The Senate passed a mammoth defense policy bill on Friday, setting up a veto showdown with President Trump.
Senators overwhelmingly supported the $740 billion National Defense Authorization Act (NDAA) in an 84-13 vote, approving it with more than the two-thirds majority that would be needed to override a potential veto from President Trump, who opposes the legislation on two points.
The bill already passed the House this week in a 355-78 vote, meaning it now goes to Trump, where he’ll have to decide if he is going to follow through with his veto threat despite bipartisan opposition.
Top Republicans touted the bill ahead of Friday, underscoring the division between the president and congressional Republican leaders.
“It does not contain every policy that either side would like to pass, but a huge number of crucial policies are included and a lot of bad ideas were kept out. So I would encourage all our colleagues to vote to advance this must-pass bill,” said Senate Majority Leader Mitch McConnell (R-Ky.).
Trump has homed in on two issues. One is his months-long fight over a plan, included in the final version of the bill, that would require Confederate bases and military installations to be renamed within three years. Though senators had hoped that he had backed down from that fight, Trump shouted out the provision in a tweet this week.
More recently he’s hammered the bill over not including a repeal of Section 230, which provides a legal shield to tech companies and has emerged as a prime punching bag for the president and his allies. The bill also rebuffs Trump’s efforts to draw down troops in Germany and Afghanistan.
Though the bill passed both chambers this week with enough votes to override a veto, there could be a shuffling on an override vote with some GOP lawmakers flipping to stick with Trump and some Democrats who opposed the bill supporting an override.
Republicans say there have been efforts to talk Trump down from his veto threat, which could imperil a bill that typically passes with overwhelming bipartisan support and has been signed into law for 59 years in a row.
“My hope is that if the number is big enough that the president reconsiders his threat to veto it. It's clear what the final outcome will be,” said Sen. John Cornyn (R-Texas).
But Trump has shown no signs of backing down from trying to sink the bill, and Senate Armed Services Committee Chairman James Inhofe (R-Okla.), who spoke with the president this week, said he expects him to veto it.
The language on Afghanistan temporarily snagged passage of the bill after Sen. Rand Paul (R-Ky.) warned that he was slow-walking the legislation. Paul had wanted leadership to agree to delay the final vote until Monday, an effort leadership said was really an attempt to delay the veto override vote.
“Our main point in filibustering the defense authorization bill was to point out that the president should have the prerogative to end a war, not just to start wars,” Paul said on Friday.

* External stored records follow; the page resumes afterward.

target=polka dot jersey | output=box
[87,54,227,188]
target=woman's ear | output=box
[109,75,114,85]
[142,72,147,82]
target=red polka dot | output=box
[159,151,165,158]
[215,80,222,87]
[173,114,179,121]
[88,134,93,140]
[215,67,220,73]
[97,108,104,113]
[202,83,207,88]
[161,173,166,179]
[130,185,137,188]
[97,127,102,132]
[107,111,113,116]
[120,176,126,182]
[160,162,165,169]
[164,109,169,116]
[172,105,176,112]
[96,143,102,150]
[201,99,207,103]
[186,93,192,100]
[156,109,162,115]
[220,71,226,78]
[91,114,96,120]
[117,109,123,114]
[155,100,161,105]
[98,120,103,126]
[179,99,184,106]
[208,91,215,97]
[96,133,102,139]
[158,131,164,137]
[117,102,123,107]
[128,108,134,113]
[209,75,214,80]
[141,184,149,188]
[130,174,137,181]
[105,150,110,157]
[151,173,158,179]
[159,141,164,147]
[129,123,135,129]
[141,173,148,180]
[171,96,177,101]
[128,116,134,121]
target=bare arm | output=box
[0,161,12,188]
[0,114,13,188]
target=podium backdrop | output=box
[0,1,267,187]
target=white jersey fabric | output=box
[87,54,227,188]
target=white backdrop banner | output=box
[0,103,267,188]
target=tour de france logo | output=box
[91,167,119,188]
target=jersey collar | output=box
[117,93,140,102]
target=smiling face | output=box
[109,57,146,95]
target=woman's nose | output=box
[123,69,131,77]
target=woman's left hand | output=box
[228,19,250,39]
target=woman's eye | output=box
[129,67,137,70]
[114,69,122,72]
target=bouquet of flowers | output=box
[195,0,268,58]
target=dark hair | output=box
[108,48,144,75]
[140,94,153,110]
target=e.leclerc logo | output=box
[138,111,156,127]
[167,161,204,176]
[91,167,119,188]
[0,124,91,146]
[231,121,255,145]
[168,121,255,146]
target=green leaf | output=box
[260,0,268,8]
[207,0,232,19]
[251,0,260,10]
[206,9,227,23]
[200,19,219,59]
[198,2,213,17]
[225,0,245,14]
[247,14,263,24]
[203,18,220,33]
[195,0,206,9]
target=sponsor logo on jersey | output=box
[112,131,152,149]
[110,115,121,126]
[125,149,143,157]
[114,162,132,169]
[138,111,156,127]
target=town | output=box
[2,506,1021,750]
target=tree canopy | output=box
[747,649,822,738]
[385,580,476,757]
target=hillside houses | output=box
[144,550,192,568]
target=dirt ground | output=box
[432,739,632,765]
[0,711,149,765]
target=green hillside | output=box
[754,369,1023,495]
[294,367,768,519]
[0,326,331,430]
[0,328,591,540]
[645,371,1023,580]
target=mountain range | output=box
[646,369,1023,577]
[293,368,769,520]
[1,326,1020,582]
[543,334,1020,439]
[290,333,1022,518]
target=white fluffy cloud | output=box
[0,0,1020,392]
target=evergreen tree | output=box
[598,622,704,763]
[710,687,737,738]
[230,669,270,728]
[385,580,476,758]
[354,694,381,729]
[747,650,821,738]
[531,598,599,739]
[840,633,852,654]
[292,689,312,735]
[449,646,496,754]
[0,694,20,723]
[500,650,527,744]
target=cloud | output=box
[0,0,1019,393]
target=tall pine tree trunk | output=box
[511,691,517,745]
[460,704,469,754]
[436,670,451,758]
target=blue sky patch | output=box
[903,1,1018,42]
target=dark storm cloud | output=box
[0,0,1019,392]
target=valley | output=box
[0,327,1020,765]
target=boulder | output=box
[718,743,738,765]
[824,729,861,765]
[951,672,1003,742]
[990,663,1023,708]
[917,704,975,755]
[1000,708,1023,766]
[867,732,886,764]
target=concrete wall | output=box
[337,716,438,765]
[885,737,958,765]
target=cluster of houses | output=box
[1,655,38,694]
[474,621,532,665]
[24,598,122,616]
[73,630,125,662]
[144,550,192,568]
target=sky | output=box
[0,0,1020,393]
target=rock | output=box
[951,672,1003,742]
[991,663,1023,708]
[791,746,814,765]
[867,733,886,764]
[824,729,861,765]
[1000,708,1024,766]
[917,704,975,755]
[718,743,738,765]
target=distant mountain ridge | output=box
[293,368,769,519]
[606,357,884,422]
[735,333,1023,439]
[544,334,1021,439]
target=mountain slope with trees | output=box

Trump’s threat has also complicated support for the defense bill.
Though House Minority Leader Kevin McCarthy (R-Calif.) voted for it this week, he has vowed that he won’t support a veto override.
GOP Sens. Josh Hawley (R-Mo.) and Tom Cotton (R-Ark.), two 2024 hopefuls who supported the Senate’s bill earlier this year, warned that they would oppose the final version of the bill.
“The NDAA does NOT contain any reform to Section 230 but DOES contain Elizabeth Warren’s social engineering amendment to unilaterally rename bases & war memorials w/ no public input or process. I cannot support it,” Hawley tweeted, referring to the Massachusetts Democratic senator.
Cotton said the bill “stiff arms” the president.
"As this massive bill was written and then rushed to a vote, some seem to have forgotten to consult with the commander in chief or recall that he has a veto power,” Cotton said.
Neither chamber has been able to successfully override one of Trump’s vetoes during his administration.
But a veto of the defense bill will represent one the biggest challenges to Trump’s relationships with congressional Republicans to date and comes as he’s already mired in a weeks-long fight over President-elect Joe Biden’s victory that has emerged as a division point among GOP lawmakers.
Top Republicans have hinted they are willing to override a veto in an unprecedented break with Trump, but they are hoping to convince him to back down.
Rep. Liz Cheney (R-Wyo.), the No. 3 House Republican, said “ the president should not veto it. And we should override.”
And Inhofe — who, like most Republicans, has stuck closely to Trump — has vowed to support a potential veto override.